Hello! I work on a tiny indie gamedev team & have become familiar with Spine's Unity runtime internals over the years.
Today one of my artists encountered a problem to do with AnimationReferenceAsset. In cases where the asset winds up misconfigured (say due to regenerating the associated Spine's meta file), its skeletonDataAsset reference can become unhooked; and if an AnimationReferenceAsset with unhooked data winds up previewed in a timeline, the result is a whole lot of error spam as well as the timeline UI displaying no further tracks beyond when the exception occurred (causing artists to worry maybe there was catastrophic timeline data loss tho in this case there was none!)

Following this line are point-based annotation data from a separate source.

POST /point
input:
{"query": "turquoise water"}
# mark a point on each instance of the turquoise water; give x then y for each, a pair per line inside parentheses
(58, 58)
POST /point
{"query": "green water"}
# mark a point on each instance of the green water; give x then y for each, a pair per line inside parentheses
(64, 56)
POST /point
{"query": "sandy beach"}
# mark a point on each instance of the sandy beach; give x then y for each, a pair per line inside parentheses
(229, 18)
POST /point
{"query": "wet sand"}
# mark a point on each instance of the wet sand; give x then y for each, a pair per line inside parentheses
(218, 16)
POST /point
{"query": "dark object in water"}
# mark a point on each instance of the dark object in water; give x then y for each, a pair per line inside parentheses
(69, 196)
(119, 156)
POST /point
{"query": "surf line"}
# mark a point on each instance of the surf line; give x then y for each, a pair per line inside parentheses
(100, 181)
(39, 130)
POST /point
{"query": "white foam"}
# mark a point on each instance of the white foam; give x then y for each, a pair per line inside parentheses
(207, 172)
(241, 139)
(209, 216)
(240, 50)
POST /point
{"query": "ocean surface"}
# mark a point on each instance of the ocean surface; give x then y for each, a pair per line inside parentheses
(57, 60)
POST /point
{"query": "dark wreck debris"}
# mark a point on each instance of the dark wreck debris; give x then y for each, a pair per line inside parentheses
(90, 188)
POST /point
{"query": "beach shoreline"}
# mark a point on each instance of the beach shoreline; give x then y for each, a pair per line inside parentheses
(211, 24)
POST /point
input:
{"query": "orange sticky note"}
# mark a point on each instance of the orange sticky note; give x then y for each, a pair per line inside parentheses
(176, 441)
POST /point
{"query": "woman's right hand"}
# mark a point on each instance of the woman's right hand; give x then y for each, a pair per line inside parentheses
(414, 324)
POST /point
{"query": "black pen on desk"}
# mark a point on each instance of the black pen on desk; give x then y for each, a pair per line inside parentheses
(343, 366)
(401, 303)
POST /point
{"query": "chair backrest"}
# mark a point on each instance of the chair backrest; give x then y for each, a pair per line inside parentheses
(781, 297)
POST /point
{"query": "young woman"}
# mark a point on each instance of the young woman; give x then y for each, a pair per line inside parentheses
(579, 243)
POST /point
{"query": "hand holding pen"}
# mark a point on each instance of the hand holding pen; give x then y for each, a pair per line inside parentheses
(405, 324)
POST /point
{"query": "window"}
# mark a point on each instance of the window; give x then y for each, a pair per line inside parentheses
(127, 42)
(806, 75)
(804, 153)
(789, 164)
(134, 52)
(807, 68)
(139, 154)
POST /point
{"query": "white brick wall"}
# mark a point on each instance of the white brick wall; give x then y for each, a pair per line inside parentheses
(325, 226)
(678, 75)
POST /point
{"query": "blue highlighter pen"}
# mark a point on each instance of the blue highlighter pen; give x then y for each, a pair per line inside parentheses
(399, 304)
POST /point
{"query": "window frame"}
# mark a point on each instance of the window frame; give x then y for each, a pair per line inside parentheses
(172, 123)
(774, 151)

The error spam emanates from the following subroutine within SpineAnimationStateClip:
public override double duration {
get {
if (template.animationReference == null)
return 0;
return template.animationReference.Animation.Duration;
}
}
Basically what happens is template.animationReference.Animation is null, and this 'duration' property gets sampled by unity's timeline code quite frequently leading to problems. I found I was able to prevent these issues from occurring by adding a second nullcheck to the above subroutine, such that it reads:
public override double duration {
get {
if (template.animationReference == null || template.animationReference.Animation == null)
return 0;
return template.animationReference.Animation.Duration;
}
}
I also had to change line 143 of SpineAnimationStateMixerBehaviour.cs so it includes a very similar nullcheck:
bool skeletonDataMismatch = clipData.animationReference && clipData.animationReference.SkeletonDataAsset &&
...
These changes seem to allow the timeline to stop glitching even while the AnimationReferenceAsset remains misconfigured/in need of fixing!
Any chance we could get this change into the official timeline extension package?